Despite claiming to be working on new material in September 2013 and describing it as "very soul and RnB and hiphop; loops and samples and my vocals all sound like George Michael 'Older' era", it had previously been rumoured that the band were set to split imminently and the band announced their split on 17 October 2013 onstage at the intimate 100 capacity St Pancras Old Church, London. When the band announced the gig on 30 August as a "super special, one off show", they commented that they were "very excited about this one, and it could get emotional".

==Post-split==

On 20 October 2013, Lewis Bowman uploaded new material to SoundCloud under the name 'Gratitude', describing the material as "lo-fi love songs 4 the dazed & downhearted" and "midnight folk for midnight folk". On 2 November 2013, Bowman posted on Twitter "now that the whole affair is over & done with, I have listened to Palace and can actually confirm it's pretty good.
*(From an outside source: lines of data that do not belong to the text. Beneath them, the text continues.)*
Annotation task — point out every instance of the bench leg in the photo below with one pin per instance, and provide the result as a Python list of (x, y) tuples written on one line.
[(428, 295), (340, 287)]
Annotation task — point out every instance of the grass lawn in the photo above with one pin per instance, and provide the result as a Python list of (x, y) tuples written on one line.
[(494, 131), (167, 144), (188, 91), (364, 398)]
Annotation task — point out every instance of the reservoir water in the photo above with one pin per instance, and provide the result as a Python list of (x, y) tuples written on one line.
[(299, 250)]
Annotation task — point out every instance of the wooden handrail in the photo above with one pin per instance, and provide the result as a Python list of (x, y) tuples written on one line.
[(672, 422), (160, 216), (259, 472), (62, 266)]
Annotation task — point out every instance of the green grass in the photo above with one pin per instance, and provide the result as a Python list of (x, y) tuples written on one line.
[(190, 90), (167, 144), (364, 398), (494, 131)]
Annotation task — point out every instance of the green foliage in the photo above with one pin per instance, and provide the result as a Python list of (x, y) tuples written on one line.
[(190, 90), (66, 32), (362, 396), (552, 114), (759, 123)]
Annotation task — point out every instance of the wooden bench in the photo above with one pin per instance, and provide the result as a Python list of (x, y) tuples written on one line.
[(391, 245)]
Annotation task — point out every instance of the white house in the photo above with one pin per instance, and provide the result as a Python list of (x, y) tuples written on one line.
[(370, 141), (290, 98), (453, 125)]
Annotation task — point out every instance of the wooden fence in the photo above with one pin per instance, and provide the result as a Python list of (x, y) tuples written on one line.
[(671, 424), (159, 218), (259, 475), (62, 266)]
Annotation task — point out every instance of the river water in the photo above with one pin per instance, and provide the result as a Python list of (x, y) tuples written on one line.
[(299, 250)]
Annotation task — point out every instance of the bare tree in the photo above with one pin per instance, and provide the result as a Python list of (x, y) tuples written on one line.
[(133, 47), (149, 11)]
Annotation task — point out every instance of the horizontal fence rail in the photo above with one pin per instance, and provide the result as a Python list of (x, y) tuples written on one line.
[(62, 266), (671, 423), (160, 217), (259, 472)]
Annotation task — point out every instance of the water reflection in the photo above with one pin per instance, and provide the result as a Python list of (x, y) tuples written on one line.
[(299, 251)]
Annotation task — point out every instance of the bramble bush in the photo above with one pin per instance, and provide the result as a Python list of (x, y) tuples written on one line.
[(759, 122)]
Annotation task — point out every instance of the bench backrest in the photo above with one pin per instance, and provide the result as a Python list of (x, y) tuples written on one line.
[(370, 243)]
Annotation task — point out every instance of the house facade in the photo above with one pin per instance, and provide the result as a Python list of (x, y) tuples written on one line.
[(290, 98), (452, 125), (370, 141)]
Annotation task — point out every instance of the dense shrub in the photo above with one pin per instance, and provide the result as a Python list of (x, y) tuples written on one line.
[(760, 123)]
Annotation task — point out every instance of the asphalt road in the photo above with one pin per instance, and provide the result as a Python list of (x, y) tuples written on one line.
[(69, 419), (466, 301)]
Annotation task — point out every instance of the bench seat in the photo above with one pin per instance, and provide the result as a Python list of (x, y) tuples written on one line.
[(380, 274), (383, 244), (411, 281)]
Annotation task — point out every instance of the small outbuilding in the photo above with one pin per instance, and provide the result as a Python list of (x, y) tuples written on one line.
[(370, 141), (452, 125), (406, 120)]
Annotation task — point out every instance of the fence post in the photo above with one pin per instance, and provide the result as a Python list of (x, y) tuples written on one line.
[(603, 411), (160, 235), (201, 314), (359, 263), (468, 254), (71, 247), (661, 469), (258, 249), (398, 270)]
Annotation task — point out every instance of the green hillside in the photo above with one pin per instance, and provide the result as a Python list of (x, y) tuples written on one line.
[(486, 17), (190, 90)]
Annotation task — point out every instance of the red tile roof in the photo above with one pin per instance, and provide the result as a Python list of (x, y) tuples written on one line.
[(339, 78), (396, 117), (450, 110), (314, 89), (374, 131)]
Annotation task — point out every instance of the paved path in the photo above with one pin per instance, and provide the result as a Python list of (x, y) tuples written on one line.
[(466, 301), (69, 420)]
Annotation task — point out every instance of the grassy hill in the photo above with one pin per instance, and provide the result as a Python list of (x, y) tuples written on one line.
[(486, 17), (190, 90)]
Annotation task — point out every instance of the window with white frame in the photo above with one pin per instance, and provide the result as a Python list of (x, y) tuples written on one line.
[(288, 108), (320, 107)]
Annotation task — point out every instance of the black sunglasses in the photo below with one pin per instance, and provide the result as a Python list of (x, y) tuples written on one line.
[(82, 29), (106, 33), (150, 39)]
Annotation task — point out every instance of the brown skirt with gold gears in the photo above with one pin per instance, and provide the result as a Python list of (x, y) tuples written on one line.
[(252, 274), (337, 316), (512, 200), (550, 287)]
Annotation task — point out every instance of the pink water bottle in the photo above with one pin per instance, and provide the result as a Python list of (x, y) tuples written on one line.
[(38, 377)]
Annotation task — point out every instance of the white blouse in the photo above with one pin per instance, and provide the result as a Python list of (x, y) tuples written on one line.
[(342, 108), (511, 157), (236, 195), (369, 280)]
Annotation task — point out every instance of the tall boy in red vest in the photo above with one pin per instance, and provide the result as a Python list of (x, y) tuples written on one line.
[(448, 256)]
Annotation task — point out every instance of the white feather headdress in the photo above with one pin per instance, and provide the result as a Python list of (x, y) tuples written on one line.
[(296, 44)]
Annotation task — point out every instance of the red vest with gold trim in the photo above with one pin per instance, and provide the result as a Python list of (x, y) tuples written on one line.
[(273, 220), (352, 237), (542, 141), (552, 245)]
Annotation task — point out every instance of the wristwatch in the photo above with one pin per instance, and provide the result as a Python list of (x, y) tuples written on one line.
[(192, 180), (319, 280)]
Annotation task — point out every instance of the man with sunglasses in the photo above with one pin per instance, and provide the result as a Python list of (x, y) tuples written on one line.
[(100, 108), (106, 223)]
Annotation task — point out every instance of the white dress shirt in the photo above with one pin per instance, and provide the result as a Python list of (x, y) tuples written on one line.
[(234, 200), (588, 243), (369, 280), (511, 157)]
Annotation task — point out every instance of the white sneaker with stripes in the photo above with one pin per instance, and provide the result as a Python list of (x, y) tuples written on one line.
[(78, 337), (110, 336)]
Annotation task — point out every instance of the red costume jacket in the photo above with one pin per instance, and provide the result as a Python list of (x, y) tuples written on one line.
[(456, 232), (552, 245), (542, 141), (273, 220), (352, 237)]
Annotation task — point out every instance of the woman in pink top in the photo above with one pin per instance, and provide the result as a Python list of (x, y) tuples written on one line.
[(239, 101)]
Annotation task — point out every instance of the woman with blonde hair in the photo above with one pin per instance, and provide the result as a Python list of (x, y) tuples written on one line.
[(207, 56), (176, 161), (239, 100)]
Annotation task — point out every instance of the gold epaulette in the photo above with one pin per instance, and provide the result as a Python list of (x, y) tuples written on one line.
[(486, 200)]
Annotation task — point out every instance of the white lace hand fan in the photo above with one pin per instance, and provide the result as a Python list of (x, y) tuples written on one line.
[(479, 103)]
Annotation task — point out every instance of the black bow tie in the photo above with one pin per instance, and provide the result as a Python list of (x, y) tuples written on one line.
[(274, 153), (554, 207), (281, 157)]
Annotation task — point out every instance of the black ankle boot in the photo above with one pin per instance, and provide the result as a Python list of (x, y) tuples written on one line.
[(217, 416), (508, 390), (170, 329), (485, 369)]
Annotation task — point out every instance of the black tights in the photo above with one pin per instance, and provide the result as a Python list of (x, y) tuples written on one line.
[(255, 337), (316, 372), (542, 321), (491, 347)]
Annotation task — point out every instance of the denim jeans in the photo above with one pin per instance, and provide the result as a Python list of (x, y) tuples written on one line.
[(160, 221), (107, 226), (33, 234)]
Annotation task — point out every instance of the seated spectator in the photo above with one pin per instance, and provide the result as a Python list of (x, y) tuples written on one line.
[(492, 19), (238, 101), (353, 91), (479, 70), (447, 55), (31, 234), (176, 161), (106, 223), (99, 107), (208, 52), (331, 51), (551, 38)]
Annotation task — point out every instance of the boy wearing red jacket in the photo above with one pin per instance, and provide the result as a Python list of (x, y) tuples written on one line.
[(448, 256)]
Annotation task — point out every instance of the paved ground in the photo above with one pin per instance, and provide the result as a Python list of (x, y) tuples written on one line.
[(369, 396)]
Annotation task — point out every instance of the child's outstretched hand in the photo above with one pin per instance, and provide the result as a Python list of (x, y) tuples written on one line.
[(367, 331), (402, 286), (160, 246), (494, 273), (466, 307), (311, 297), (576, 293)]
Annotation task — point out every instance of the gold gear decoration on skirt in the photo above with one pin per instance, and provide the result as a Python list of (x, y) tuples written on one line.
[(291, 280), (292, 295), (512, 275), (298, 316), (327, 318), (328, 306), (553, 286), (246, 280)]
Sorry for hating on it".

Seemingly abandoning the music industry, Bowman now works as a copywriter for companies such as Burberry, eBay and dunhill.

Although the band's statement confirming their split suggested they would all continue producing music, as of April 2018 no band member has so far released new material commercially nor performed live.

==Members==
- Lewis James Bowman - vocals (born 1981 in Greenwich, London)
- Michael Eran Hibbert - keyboards/guitar (born 1982 in Harlow, Essex)
- Liam Carl Arklie - bass (born 1989 in Swindon, Wiltshire)
- Alexander David Parry - keyboards/guitar (born 1988 in Oldham, Greater Manchester)
- Richard Paul Mitchell - drums (born 1985 in Bradford, West Yorkshire).

==Discography==

===Studio albums===

List of albums, showing year released and chart placement
| Year | Album details | Peak chart positions |
UK
| 2011 | Palace Released: 31 January 2011; Label: Polydor Records; Formats: CD, Digital Download, Vinyl; | 31 |
| 2013 | Good Together Released: 3 June 2013; Label: Ignition Records; Formats: CD, Digital Download, Vinyl; | — |

===Singles===

List of singles, showing year released and album name
| Year | Single | Peak chart positions | Album |
UK
| 2010 | "O Maybe I" (Vinyl only) | — | Palace |
| "Five Trees" | — |
| "All the Eastern Girls" | 148 |
| 2011 | "Surfacing" | — |
| "Blind" | — |
| 2013 | "Good Together" (Digital only) | — | Good Together |
| "Shy" (Digital only) | — |
| "Wordy" (Digital only) | — |

===Promotional singles===

List of single, showing year and album name
| Year | Single | Album |
| 2010 | "Don't Look Down" (Vinyl only) ^{[A]} |  |
| "The Shore" ^{[B]} | Palace |

Notes:
- – The single was released in April as part of Record Store Day and as such was limited in copies.
- – The single was released as a free download from their website to promote the release of Palace.